Sixty patients with an advanced-stage solid malignancy and their FCGs (60 dyads) will be randomized in equal numbers to receive either the 6-week mindfulness intervention or usual care. Both groups will receive standard cancer care throughout the study period. Dyads randomized to the mindfulness arm will learn mindfulness meditation practices (e.g., body scan, sitting meditation) and mindful communication practices to enhance quality of life, support advance care planning engagement, and improve a variety of secondary outcomes.
The study will use a mixed methods 2-arm randomized design to examine the effects of the mindfulness intervention compared to usual care and seek to explain trial results using insights gleaned from post-intervention qualitative interviews.
Inclusion Criteria-Patients
* Patient is at least 18 years of age.
* Patient is at least 3 weeks post-diagnosis of an incurable (locally advanced or metastatic) solid malignancy.

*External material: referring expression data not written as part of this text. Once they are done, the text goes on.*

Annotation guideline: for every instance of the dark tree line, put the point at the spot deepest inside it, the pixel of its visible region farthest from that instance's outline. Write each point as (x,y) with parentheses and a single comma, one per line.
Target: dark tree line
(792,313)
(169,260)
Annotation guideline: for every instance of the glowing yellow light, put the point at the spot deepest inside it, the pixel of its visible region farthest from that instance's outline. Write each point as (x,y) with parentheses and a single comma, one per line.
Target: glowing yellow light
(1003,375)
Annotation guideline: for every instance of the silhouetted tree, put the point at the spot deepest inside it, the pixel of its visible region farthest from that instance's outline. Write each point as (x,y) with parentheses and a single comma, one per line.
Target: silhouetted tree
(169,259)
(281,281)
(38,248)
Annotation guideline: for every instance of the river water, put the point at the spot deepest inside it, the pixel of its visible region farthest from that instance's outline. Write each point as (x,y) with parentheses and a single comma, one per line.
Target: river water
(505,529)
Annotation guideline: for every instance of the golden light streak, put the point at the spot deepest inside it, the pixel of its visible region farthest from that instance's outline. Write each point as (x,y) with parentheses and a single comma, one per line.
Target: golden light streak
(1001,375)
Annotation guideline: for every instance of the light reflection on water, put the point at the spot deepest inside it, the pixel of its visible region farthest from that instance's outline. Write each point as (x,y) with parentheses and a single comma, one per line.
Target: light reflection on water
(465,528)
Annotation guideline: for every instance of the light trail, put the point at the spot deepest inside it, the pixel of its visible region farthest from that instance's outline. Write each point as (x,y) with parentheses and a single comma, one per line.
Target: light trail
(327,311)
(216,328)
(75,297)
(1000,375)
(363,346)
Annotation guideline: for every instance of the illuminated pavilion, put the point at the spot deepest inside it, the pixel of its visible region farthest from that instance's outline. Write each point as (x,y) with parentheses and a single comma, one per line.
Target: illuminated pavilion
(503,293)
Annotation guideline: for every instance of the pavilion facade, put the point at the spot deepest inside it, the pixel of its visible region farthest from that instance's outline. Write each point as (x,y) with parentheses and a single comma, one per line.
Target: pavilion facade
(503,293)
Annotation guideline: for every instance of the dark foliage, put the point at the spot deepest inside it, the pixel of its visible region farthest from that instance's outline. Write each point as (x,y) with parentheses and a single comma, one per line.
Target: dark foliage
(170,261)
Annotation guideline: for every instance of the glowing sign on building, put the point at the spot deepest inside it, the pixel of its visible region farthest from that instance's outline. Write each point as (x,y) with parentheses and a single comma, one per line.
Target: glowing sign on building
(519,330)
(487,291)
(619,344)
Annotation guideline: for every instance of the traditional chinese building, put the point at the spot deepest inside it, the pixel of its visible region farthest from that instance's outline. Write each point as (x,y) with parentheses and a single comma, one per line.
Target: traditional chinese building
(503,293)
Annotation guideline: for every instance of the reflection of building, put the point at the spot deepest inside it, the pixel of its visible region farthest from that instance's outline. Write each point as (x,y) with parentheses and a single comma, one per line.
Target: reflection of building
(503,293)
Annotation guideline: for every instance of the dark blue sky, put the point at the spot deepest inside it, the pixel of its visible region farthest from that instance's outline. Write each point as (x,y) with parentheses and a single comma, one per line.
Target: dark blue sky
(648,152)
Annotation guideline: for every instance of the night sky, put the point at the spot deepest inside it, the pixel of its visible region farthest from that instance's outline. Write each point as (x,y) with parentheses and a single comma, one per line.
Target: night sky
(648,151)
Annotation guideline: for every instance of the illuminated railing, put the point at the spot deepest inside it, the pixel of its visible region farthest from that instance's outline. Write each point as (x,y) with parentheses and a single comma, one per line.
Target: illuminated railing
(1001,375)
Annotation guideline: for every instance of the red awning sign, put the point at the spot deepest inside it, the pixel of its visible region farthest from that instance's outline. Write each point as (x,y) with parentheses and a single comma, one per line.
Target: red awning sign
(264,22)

* Patient's attending medical oncologist would not be surprised if the patient died in the next 12 months.
* Patient has not completed a POST form.
* Patient scores ≥ 7 on the Mini-Mental Adjustment to Cancer cognitive avoidance subscale.
* Patient is willing and able to consent and travel to the class location for 6 weekly 2-hour sessions.
* Patient has a family member or close friend eligible and interested in participating in the study.
* Patient has adequate English fluency for completion of data collection
Inclusion Criteria-Family Care Givers (FCG)
* FCG is at least 18 years of age.
* FCG has been invited to participate in the trial with a patient who meets eligibility criteria above.
* FCG is willing and able to consent and travel to the class location for 6 weekly 2-hour sessions.
* FCG has adequate English fluency for completion of data collection
Exclusion Criteria-Patients
* Patient reports a score of \> 2 on the Activities and Function item from the Patient Generated Subjective Global Assessment91 (PG-SGA; the patient-reported version of the Eastern Cooperative Oncology Group score).
* Patient makes 3 or more errors on a validated 6-item cognitive screener or exhibits significant psychiatric or cognitive impairment (e.g., dementia/delirium, retardation, active psychosis) that in the judgment of the investigators would preclude providing informed consent and study participation.
* Currently receiving hospice care (patients who enroll in hospice during the trial will have the option of continuing trial participation).
Exclusion Criteria-FCGs
• FCG exhibits significant psychiatric or cognitive impairment (e.g., dementia/delirium, retardation, active psychosis) that in the judgment of the investigators would preclude providing informed consent and study participation.